1.    Admet le recours.

2.    Annule la décision attaquée du 28 septembre 2021 et renvoie la cause à l’intimé au sens des considérants.

3.    Statue sans frais.

4.    Alloue à la recourante une indemnité de dépens de 3'234.25 francs à la charge de l’intimé.

Neuchâtel, le 29 août 2022

 

 

 

Art. 8 LACI
Droit à l’indemnité
 

1 L’assuré a droit à l’indemnité de chômage:

a. s’il est sans emploi ou partiellement sans emploi (art. 10);

b. s’il a subi une perte de travail à prendre en considération (art. 11);

c. s’il est domicilié en Suisse (art. 12);

d.35 s’il a achevé sa scolarité obligatoire, qu’il n’a pas encore atteint l’âge don­nant droit à une rente AVS et ne touche pas de rente de vieillesse de l’AVS;

e. s’il remplit les conditions relatives à la période de cotisation ou en est libéré (art. 13 et 14);

f. s’il est apte au placement (art. 15), et

g. s’il satisfait aux exigences du contrôle (art. 17).

2 Le Conseil fédéral règle les conditions dont dépend le droit à l’indemnité des per­sonnes qui, avant d’être au chômage, exerçaient une activité salariée à domicile. Il ne peut s’écarter de la réglementation générale prévue dans le présent chapitre que dans la mesure où les particularités du travail à domicile l’exigent.

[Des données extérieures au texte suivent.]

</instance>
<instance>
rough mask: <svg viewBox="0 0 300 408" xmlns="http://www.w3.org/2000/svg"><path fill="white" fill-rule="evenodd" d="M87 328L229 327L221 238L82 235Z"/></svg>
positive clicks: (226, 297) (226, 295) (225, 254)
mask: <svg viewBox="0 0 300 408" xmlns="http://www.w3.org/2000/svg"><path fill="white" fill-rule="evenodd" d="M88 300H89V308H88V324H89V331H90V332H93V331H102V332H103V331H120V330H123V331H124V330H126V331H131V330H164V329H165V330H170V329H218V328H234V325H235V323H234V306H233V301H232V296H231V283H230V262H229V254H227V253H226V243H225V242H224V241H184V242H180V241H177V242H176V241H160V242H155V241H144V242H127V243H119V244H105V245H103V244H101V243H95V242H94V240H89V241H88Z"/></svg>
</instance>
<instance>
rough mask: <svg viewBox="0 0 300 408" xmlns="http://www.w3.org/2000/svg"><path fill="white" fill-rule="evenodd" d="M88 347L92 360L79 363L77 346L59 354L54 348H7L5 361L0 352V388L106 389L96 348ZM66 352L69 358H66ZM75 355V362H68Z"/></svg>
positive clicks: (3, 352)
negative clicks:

35 Nouvelle teneur selon le ch. I de la LF du 23 juin 1995, en vigueur depuis le 1er janv. 1996 (RO 1996 273FF 1994 I 340).

 

Art. 15 LACI
Aptitude au placement
 

1 Est réputé apte à être placé le chômeur qui est disposé à accepter un travail conve­nable et à participer à des mesures d’intégration et qui est en mesure et en droit de le faire.66

2 Le handicapé physique ou mental est réputé apte à être placé lorsque, compte te­nu de son infirmité et dans l’hypothèse d’une situation équilibrée sur le marché de l’em­ploi, un travail convenable pourrait lui être procuré sur ce marché. Le Conseil fédé­ral règle la coordination avec l’assurance-invalidité.

3 S’il existe des doutes sérieux quant à la capacité de travail d’un chômeur, l’autorité cantonale peut ordonner qu’il soit examiné par un médecin-conseil, aux frais de l’as­surance.

4 Les assurés qui, avec l’autorisation de l’autorité cantonale, exercent une activité bénévole dans le cadre d’un projet pour chômeurs sont considérés comme aptes au placement.67


66 Nouvelle teneur selon le ch. I de la LF du 22 mars 2002, en vigueur depuis le 1er juil. 2003 (RO 2003 1728FF 2001 2123).

67 Introduit par le ch. I de la LF du 23 juin 1995, en vigueur depuis le 1er janv. 1996 (RO 1996 273FF 1994 I 340).

Art. 27 LPGA
Renseignements et conseils
 

1 Dans les limites de leur domaine de compétence, les assureurs et les organes d’exécution des diverses assurances sociales sont tenus de renseigner les personnes intéressées sur leurs droits et obligations.

2 Chacun a le droit d’être conseillé, en principe gratuitement, sur ses droits et obligations. Sont compétents pour cela les assureurs à l’égard desquels les intéressés doivent faire valoir leurs droits ou remplir leurs obligations. Le Conseil fédéral peut prévoir la perception d’émoluments et en fixer le tarif pour les consultations qui nécessitent des recherches coûteuses.

3 Si un assureur constate qu’un assuré ou ses proches ont droit à des prestations d’autres assurances sociales, il les en informe sans retard.